This marina walk project starts at Western Flyer’s last US port, Fiddlers Cove, Coronado Island. Fiddlers cove is a part of the Navy’s MWR division and for anyone, anyhow connected with our military, no explanation is needed but, for the civilians here is my version.
To train, equip, deploy or maintain every soldier, sailor, airman or marine in the service of our country a huge investment is made by the American public. Part of this investment includes quality of life issues such as morale, welfare and recreation, i.e. MWR.
When I first entered the military MWR did not exist but, SS (Special Services) did whose job it was to run and maintain the gyms, pool, racquet ball courts, arts and crafts, hobby shop and other recreational needs.
Those pennies allocated per soldier add up over time and are wisely invested over time for recreational equipment such as camping gear, snowmobiles or sailboats depending on the location; SUPs and a myriad of other equipment available for rental (for a free).
So there I was, back in the 1970’s living the life of Riley in the barracks at Fairchild AFB, just outside of Spokane, Washington, with a bunch of other eighteen and nineteen year olds from around the country waiting for the start of our Survival training phase. This is the time that one of our own stumbles onto Special Services.
It was now about the start of the 1974 Christmas holiday season and most of us from the southern states had never even seen snow. The ones that could afford it already went home for the holiday – the rest of us decided to do a little exploring.
One upcoming cold weekend we decide to rent some equipment. The cost of snow skis or snowmobiles also available to us, for a rental fee was more than anyone of us could afford but, an inflatable raft was well within our means, if split four ways.
Five of us drove down to the river, on a cold, snowy Sunday to launch ourselves into the Spokane river, just down from the Spokane dam. In addition to the survival gear that naturally came along; a cooler full of beer and snacks. Our mismatched assortment of survival gear included an ice ax, flint, steel, poncho, flashlight, etc.
No cell phones, cameras, go-pros or other self-serving recording gear to document this expedition into the unknown.
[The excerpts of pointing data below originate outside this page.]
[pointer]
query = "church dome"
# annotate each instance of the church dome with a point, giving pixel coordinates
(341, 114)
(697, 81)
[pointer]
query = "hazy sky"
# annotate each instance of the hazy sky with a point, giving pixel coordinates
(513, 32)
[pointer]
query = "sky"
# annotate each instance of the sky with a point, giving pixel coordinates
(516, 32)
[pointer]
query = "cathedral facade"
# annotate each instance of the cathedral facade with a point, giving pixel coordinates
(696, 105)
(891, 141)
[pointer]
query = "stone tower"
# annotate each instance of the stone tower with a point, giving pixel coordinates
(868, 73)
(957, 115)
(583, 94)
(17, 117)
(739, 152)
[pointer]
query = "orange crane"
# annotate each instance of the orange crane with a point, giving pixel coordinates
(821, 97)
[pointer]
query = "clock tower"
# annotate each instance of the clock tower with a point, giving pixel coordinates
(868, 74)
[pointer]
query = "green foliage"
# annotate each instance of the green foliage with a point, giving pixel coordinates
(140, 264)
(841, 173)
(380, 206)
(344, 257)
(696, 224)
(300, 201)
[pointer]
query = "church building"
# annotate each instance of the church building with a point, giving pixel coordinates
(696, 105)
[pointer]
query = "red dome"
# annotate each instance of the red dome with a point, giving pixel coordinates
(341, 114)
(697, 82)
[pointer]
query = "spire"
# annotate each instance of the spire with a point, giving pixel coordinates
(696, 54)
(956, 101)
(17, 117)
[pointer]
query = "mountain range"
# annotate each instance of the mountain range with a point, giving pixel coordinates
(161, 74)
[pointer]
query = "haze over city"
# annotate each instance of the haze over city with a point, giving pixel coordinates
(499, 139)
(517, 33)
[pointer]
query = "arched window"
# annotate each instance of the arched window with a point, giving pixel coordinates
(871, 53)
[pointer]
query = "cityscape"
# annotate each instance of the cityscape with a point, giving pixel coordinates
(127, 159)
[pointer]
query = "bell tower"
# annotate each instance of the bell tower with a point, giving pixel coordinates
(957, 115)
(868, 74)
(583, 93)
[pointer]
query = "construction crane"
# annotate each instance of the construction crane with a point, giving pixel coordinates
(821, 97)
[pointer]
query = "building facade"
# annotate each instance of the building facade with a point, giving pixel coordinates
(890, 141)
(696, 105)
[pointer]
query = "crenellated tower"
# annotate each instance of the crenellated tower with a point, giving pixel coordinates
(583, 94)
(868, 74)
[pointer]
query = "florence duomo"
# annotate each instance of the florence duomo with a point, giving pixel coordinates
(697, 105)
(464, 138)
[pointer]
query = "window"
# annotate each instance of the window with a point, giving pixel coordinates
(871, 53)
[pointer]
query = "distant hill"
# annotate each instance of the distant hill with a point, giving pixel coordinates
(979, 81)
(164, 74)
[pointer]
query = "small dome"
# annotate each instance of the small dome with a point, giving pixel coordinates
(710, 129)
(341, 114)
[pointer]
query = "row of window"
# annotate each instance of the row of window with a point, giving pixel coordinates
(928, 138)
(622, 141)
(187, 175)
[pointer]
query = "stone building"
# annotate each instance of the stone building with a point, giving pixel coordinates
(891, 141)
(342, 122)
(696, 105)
Not even a map of what lay down river. All we knew is that the river was dammed and we would start right after the dam, so what could possibly go wrong.
If I recall correctly we immediately got swamped, paddled towards shore to save our lives, lit a fire to keep from freezing, drank some beer, then jumped back in the raft and hooped and hollered our way downstream. At about the time we see a bridge up ahead, we also notice several rather large boulders sticking up (known as the bowl & pitcher) just about this time we paddled like crazy and even though swamped, we make it through.
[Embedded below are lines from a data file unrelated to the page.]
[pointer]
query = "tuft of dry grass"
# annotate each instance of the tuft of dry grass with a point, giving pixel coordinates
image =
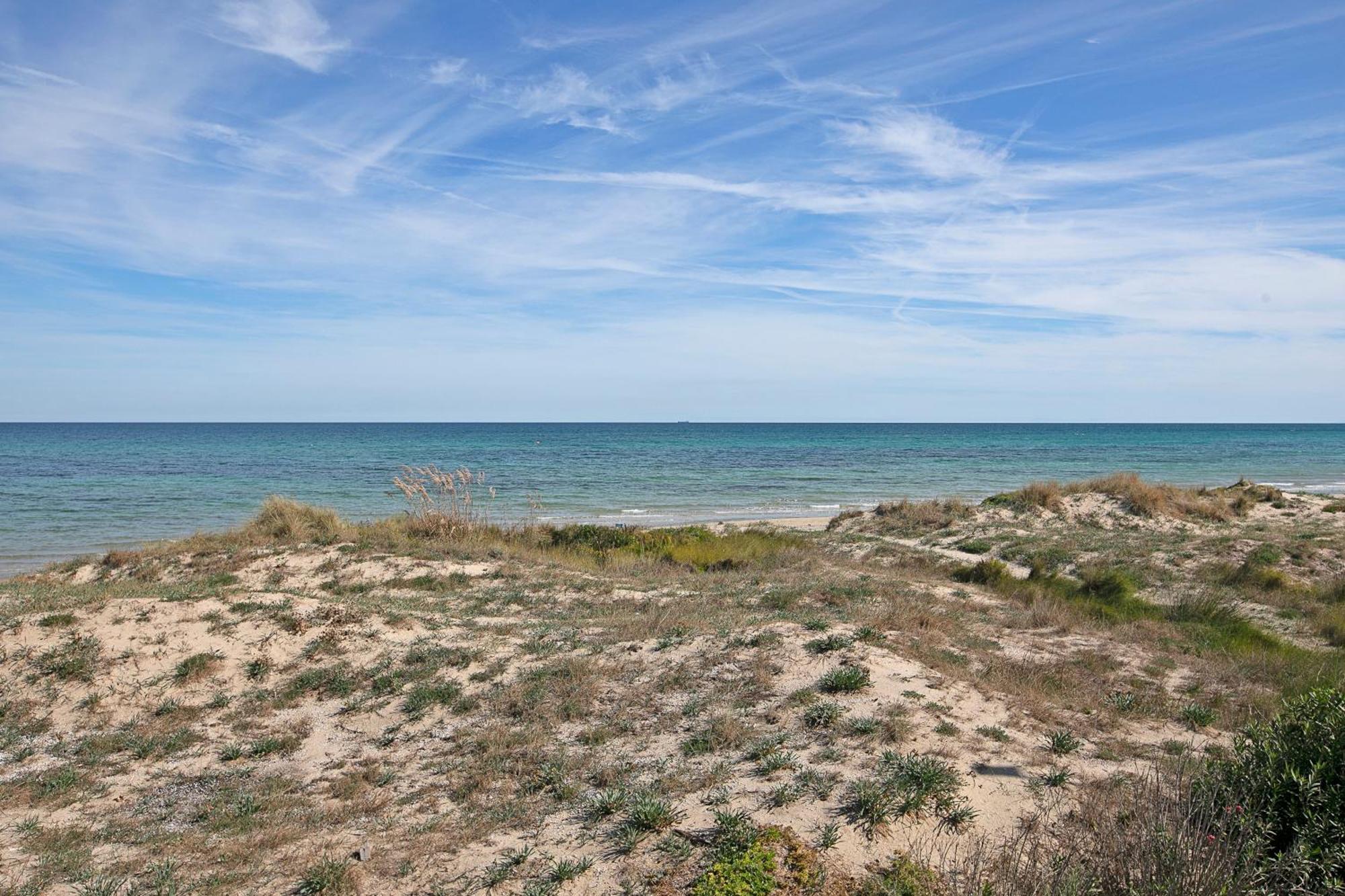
(445, 502)
(1147, 836)
(1035, 494)
(915, 517)
(286, 520)
(1147, 498)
Just downstream and before running into the next dam we exit the river, deflate the raft and find our way to the road to hitch hike back to our pick up truck.
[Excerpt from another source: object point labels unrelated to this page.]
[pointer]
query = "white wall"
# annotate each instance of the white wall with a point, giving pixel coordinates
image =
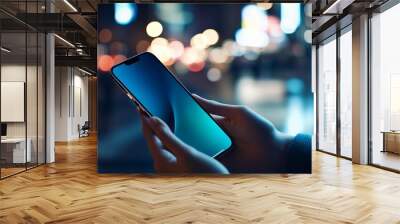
(70, 83)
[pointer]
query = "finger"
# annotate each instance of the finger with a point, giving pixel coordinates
(169, 139)
(217, 108)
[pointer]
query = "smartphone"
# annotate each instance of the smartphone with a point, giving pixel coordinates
(152, 87)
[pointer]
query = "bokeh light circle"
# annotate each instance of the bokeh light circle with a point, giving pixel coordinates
(211, 35)
(105, 62)
(124, 13)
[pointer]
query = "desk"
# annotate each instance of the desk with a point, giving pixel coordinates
(16, 147)
(391, 141)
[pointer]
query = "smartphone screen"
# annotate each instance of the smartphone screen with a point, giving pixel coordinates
(162, 95)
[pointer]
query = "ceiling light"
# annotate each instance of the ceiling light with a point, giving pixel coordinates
(5, 50)
(64, 40)
(70, 5)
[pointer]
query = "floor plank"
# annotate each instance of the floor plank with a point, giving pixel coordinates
(70, 191)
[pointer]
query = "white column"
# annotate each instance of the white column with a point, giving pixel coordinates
(360, 90)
Words of our river exploits quickly circulate. The following weekend two Airmen rent a canoe and attempt the same course. Just about the time they hit the bowl and pitcher the canoe someone goes abeam of the rather large boulder (either the bowl or the pitcher rock formation) and plasters itself across the rock. The young Airmen are now stuck right smack in the middle of the river, high and dry and up on this rock. It requires a rescue helicopter to take them off the rock. Naturally the uniform code of military justice kicks in and rather than receiving a medal or pat on the back for their stupidity they are restricted to the barracks with some additional labor to make them see the error in their ways. And that is how I first learned about the forerunner of Morale, Welfare, and Recreation.